In the finale of the Max Original limited series Love & Death (on which Texas Monthly is an executive producer), viewers finally see the bloody axe killing at the heart of the Candy Montgomery case. While everybody watching knew the scene was coming (it had been teased for six episodes), it was still absolutely terrifying—the ferociousness of Candy’s attack was shocking, her savagery beyond doubt.

So (spoiler alert) how in the world did the jury find her not guilty of murder? To understand the acquittal, you have to go back a couple of episodes, to a scene in a dark doctor’s office. Candy, played by Elizabeth Olsen, sits in the office of psychiatrist Fred Fason (Brian d’Arcy James), and closes her eyes. She’d agreed to be hypnotized in order to find out what exactly happened the morning of June 13, 1980, when she went to the house of her friend Betty Gore (Lily Rabe) in Wylie, Texas, to pick up a swimsuit but wound up hacking Betty to death with an axe. Candy and Betty’s husband, Allan, had recently ended an affair—something Allan would insist Betty never knew anything about. But according to Candy, Betty confronted her about the affair early in the visit, leading to a violent fight. Candy had maintained that she acted in self-defense—that Betty had come after her first. But that didn’t explain why Candy whacked Betty repeatedly—41 times, in fact. Why had Candy, as a prosecutor on the show put it, “pulverized Betty Gore’s face into a soft mulch”?
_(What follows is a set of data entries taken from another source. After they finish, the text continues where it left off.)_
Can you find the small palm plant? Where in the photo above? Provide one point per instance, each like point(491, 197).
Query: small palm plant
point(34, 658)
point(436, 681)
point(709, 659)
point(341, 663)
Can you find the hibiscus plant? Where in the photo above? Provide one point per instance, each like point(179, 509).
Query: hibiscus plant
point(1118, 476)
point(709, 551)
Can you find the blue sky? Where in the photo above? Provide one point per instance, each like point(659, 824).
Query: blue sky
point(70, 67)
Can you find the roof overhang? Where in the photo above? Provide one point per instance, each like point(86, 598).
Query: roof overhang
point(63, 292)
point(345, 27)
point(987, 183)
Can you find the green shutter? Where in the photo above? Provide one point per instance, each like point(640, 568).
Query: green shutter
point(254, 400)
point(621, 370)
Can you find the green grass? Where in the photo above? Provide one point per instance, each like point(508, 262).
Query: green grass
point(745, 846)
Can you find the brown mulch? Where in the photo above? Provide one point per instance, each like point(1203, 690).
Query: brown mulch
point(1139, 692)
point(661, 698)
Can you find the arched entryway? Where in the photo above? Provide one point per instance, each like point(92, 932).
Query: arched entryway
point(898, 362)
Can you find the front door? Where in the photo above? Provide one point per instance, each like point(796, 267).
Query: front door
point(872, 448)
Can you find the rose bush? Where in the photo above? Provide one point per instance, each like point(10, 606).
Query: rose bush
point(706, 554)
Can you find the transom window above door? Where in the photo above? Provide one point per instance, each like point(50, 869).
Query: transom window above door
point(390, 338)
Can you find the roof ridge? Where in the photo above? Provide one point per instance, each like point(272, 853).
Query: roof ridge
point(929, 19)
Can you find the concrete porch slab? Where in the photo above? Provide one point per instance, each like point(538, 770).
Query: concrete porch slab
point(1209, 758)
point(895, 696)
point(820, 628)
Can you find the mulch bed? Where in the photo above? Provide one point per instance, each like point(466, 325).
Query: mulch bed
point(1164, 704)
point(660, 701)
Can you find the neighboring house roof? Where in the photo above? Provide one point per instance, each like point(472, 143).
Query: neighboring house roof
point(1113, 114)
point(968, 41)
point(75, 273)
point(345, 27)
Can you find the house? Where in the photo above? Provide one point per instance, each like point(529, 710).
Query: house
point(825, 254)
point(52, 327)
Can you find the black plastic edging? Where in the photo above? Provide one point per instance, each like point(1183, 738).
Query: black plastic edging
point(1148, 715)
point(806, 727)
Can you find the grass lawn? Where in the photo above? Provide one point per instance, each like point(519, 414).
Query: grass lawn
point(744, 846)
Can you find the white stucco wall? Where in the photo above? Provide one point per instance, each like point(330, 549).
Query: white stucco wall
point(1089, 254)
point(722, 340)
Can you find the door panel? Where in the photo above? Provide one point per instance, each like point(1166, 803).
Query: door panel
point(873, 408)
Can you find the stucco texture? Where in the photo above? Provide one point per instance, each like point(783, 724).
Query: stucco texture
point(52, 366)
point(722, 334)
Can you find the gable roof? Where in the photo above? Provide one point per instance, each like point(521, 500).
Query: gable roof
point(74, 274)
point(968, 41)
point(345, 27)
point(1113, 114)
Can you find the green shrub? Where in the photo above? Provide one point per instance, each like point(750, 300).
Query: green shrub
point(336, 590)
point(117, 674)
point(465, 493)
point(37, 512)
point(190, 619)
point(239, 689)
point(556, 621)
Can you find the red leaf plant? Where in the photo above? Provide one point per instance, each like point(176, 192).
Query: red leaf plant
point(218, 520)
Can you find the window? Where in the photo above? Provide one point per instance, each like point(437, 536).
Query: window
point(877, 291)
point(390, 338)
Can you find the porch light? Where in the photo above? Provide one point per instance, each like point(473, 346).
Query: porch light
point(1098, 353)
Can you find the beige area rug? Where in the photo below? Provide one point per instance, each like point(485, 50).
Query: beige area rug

It was Fason’s job to figure this out. In Love & Death’s depiction, he tells Candy, “I want you to pick a point out on the wall, focus on it. Now take a deep breath.” Candy, sitting on a chair across from him, does so, closes her eyes, and seems to fall into a trance as Fason tells her to return to the day Betty was killed. “When I snap my fingers,” Fason directs, “you will begin re-experiencing and relating that time, as you go through it.”

Fason tells her to allow her feelings to get stronger, and within moments, he asks, “What’s that you’re feeling, Candy?”

“Hate.”

“Okay, you hate her. Express your feelings.”

“I hate her.”

“Say it loud.”

“I hate her!”

“Louder.”

“I hate her! She’s ruined my whole life!”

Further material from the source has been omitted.